Analysts expect its revenue and GAAP EPS to grow 6% and 4%, respectively, in 2024. For 2025, they expect its revenue and GAAP EPS to rise 6% and 17%, respectively, as the macro environment improves and it expands its ecosystem. That stable growth indicates it can keep growing over the long term without eBay’s support.
Under Alex Chriss, who took the helm as PayPal’s CEO in 2023, it’s been steadily expanding its new services -- including its FastLane checkout service, its Smart Receipts tool, its Cash Pass rewards program, its buy now, pay later (BNPL) platform, and its own PayPal USD stablecoin for cross-border transactions -- to lock in its users. Chriss also remains committed to boosting PayPal’s free cash flow (FCF), which is forecast to grow 43% to $6 billion in 2024, to support its ongoing buybacks.
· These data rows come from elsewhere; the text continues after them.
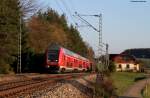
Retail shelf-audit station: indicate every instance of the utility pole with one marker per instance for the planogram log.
(100, 66)
(19, 46)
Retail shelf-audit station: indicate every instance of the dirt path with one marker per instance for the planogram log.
(135, 90)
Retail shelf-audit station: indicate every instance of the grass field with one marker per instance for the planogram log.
(122, 80)
(146, 93)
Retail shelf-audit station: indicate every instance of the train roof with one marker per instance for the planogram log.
(66, 51)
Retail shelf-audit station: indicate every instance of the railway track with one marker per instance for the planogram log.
(29, 85)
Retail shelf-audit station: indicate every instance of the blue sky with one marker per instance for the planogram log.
(125, 24)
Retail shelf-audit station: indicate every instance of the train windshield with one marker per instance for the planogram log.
(53, 55)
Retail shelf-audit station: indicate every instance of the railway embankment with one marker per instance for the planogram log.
(66, 86)
(74, 88)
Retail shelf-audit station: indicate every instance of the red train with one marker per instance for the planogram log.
(63, 60)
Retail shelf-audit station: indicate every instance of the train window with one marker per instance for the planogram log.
(53, 55)
(80, 66)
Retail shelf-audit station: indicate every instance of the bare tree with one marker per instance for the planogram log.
(28, 7)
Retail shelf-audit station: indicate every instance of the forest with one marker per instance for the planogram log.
(37, 32)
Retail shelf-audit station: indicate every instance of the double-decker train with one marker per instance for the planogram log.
(60, 59)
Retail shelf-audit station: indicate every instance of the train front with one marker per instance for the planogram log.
(52, 58)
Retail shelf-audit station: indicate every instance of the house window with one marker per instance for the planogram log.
(128, 66)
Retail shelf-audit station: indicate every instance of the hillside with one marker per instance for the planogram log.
(138, 52)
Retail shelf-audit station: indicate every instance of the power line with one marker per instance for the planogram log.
(68, 10)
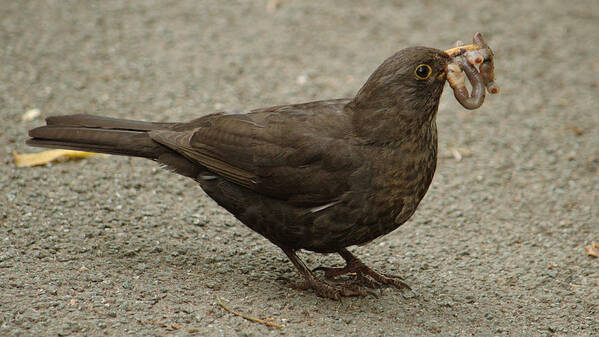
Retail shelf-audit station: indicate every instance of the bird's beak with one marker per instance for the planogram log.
(476, 61)
(457, 51)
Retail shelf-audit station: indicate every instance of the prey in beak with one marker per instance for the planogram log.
(476, 61)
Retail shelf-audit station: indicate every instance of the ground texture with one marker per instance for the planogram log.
(117, 246)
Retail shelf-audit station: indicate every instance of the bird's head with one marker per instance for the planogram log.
(408, 85)
(403, 93)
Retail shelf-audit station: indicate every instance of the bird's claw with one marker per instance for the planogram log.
(366, 276)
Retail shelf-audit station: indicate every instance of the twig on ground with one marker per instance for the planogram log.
(249, 318)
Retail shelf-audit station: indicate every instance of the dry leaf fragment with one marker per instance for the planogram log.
(272, 5)
(41, 158)
(592, 250)
(30, 115)
(578, 131)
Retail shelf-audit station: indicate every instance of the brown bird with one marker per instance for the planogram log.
(319, 176)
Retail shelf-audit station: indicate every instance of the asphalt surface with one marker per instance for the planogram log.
(117, 246)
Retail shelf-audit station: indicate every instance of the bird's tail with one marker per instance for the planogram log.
(112, 136)
(99, 134)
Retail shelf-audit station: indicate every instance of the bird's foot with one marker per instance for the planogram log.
(364, 274)
(334, 290)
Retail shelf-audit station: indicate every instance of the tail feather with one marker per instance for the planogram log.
(112, 136)
(91, 121)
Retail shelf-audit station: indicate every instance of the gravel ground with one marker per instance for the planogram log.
(117, 246)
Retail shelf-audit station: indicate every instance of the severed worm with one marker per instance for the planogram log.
(466, 58)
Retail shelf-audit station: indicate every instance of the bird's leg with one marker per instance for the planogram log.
(322, 288)
(367, 276)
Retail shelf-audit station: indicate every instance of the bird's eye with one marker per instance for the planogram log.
(423, 71)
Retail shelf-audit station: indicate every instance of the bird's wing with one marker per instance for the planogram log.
(296, 153)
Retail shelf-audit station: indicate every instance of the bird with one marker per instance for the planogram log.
(319, 176)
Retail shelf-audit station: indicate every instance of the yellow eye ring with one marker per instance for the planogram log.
(423, 71)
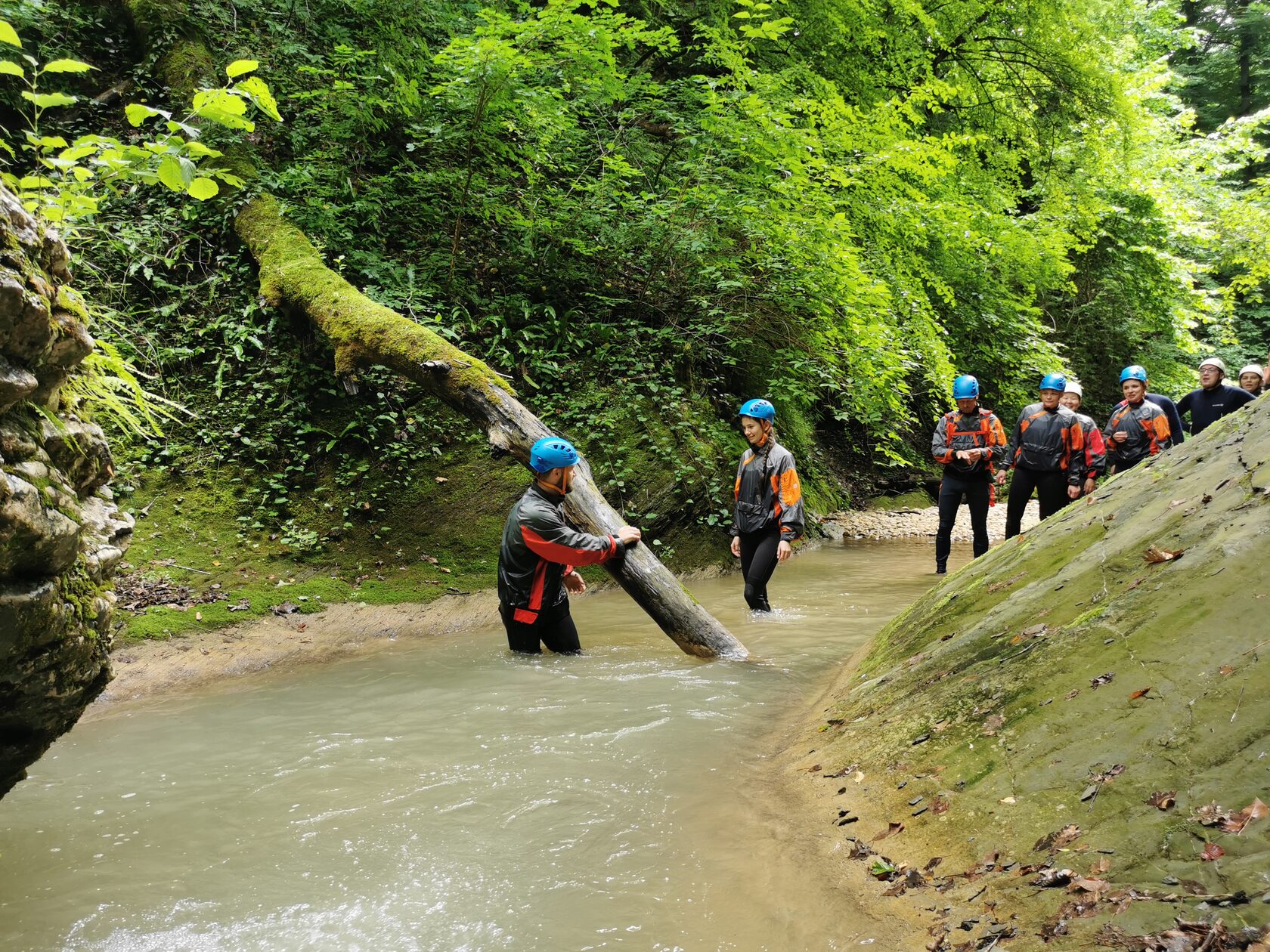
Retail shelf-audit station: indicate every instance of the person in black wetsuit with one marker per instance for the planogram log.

That outlook seems stable, and PayPal’s stock still looks cheap at 18 times forward earnings. For 2026, analysts expect its revenue and GAAP EPS to grow another 7% and 13%, respectively. If it matches those expectations and maintains the same forward valuations, its stock could potentially rise 14% to $95 by the end of 2025.
That gain might be disappointing for investors who had expected PayPal’s stock to soar back to its pandemic-era peak. But if you’re looking for a stable play on the growing digital payments market which is less volatile than other higher-growth fintech stocks, PayPal might just be worth nibbling on at these discount valuations.